If you’re looking for something to be terrified about and the idea of getting swallowed into a black hole isn’t doing it for you, imagine getting blasted into oblivion by what comes out of one. The image above isn’t a sci-fi illustration—it’s an actual X-ray image of the 3C321 system, which is made up of two galaxies about 1.4 billion light years away. And as you can plainly see, one of the galaxies is* blasting the other into kingdom come. Each has a supermassive black hole at galactic center, but only one of those black holes is shooting out massive, galaxy-wide torrents of gamma-ray radiation and God only knows what else.
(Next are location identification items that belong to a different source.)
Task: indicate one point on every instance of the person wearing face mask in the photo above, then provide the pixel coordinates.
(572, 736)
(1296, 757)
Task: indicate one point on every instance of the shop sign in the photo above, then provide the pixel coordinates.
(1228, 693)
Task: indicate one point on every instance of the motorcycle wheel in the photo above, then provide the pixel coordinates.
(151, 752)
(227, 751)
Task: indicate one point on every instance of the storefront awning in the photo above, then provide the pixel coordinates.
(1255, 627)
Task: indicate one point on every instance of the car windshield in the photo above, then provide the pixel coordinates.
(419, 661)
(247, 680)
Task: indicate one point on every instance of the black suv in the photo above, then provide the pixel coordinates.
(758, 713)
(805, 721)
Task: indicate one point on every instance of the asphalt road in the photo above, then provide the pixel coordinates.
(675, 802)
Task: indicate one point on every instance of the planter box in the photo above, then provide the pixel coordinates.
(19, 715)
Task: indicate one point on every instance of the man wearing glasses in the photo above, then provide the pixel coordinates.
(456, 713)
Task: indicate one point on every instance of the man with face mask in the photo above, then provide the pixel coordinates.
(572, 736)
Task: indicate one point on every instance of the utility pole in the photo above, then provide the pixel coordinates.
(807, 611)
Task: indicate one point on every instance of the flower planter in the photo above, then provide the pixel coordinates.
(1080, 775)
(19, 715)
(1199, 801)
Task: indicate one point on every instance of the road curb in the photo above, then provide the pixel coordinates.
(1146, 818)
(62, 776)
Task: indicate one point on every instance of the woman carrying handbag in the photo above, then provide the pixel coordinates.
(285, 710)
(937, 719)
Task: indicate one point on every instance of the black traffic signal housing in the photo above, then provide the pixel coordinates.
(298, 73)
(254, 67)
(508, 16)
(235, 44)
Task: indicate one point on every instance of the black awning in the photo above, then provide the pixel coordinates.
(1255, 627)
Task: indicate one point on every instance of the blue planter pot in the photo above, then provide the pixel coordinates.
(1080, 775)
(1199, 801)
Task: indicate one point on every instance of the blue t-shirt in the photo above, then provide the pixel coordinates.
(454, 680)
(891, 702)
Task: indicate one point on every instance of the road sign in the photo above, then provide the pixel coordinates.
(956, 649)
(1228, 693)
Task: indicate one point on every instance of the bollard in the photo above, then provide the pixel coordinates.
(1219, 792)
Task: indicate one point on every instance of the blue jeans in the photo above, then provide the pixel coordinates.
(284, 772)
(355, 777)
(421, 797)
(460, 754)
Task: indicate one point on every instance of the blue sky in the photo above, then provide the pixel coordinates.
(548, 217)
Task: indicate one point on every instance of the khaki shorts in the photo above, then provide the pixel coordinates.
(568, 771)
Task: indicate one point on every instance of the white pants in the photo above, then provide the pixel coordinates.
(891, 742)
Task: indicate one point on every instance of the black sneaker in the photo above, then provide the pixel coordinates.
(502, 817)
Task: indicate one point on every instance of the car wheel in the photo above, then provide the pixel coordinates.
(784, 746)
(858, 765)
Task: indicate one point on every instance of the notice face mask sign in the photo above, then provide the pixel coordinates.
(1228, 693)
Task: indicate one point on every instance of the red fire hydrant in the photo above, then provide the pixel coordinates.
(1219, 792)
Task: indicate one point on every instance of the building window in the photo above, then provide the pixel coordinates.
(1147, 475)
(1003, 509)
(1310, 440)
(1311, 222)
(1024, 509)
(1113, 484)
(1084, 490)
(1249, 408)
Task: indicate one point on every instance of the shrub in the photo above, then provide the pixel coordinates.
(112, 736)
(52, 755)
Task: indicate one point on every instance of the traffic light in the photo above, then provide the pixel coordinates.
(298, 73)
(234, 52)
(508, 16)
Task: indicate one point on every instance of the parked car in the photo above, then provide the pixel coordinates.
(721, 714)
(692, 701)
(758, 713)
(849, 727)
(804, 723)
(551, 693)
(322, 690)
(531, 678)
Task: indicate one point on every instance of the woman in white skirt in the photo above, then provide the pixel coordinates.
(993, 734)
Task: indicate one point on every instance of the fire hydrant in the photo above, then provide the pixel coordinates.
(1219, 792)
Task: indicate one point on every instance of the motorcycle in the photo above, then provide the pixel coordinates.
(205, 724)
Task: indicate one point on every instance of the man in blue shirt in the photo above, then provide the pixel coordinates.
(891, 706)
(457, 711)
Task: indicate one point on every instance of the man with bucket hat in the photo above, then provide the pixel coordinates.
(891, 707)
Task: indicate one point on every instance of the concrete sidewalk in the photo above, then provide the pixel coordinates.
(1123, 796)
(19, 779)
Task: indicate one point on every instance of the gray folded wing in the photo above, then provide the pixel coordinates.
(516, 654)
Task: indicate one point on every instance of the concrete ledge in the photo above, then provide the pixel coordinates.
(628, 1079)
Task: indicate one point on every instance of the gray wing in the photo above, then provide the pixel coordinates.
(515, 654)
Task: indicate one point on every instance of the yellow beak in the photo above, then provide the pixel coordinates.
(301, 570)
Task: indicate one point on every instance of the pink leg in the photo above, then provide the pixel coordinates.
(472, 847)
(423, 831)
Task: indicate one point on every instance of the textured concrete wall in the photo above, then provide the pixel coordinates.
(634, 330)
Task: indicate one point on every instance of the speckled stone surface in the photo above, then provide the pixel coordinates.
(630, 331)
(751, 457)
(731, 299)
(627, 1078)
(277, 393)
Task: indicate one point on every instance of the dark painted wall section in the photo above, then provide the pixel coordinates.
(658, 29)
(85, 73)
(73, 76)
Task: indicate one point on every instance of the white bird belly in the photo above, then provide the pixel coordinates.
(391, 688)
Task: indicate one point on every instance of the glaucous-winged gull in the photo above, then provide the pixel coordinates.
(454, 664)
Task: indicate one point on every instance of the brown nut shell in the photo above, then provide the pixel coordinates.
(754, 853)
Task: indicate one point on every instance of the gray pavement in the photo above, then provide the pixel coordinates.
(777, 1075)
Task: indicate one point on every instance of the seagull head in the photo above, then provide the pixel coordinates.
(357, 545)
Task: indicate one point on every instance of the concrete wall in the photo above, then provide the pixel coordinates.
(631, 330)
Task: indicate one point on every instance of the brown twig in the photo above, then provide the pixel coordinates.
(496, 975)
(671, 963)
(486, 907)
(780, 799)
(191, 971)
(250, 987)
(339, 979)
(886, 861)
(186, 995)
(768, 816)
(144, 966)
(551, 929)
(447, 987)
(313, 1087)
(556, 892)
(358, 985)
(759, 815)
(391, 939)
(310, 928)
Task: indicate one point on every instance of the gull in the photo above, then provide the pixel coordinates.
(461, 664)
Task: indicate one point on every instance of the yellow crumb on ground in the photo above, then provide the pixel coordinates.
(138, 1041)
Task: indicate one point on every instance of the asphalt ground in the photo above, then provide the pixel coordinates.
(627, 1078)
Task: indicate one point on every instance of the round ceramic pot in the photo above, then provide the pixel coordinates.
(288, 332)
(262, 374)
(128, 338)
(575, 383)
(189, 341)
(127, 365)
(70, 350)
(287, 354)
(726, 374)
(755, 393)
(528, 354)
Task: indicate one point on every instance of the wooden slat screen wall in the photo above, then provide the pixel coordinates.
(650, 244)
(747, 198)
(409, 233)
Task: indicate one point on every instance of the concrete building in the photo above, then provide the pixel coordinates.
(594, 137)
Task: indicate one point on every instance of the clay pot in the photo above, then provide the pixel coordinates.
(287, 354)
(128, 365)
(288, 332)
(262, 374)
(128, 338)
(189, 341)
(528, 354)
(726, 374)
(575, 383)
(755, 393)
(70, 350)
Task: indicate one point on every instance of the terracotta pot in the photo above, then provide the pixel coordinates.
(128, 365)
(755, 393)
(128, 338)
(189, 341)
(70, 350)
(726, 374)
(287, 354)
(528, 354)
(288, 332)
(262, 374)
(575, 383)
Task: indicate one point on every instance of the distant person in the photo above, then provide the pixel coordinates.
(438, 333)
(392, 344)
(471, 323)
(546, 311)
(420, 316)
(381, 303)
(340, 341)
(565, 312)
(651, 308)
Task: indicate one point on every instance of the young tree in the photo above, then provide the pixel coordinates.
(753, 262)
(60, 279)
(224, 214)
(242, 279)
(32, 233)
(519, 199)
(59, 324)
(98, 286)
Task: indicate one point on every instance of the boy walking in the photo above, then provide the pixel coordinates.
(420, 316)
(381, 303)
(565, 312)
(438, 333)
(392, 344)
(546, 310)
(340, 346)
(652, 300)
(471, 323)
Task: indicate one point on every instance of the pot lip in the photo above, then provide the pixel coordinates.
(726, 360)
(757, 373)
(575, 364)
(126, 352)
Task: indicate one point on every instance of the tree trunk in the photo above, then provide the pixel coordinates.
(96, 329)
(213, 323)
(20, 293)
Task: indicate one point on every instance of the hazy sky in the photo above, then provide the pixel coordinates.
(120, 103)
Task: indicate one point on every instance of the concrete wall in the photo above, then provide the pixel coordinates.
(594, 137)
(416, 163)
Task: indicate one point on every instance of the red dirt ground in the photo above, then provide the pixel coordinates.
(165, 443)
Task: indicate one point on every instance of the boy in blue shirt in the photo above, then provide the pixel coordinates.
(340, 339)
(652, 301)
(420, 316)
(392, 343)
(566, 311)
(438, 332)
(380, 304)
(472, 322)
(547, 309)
Scientists aren’t really sure why black holes throw fire like this, but it’s not an unheard-of phenomenon—and, for all the destruction it causes, it’s awfully pretty to look at. The science media has recently noticed the gorgeous plume of celestial fire streaking out from the black hole at the center of IC5063, and has used it to illustrate a series of articles about the phenomenon. I’ll do the same, of course, while hoping that any inhabited planets in the path of this are either unoccupied or well-insulated.
Do we need to worry about these blasts ourselves? Doubtful. The Milky Way isn’t part of a close-knit galaxy system, and the supermassive black hole at the center of our own galaxy seems to be behaving itself reasonably well for now. But in terms of sheer scale, few cosmic events are as spectacular—or as destructive—as the glowing burst of an explosive black hole.
* Well, “is” might be a stretch. What we’re looking at technically happened 1.4 billion years ago, so it might be all rainbows and butterflies by now.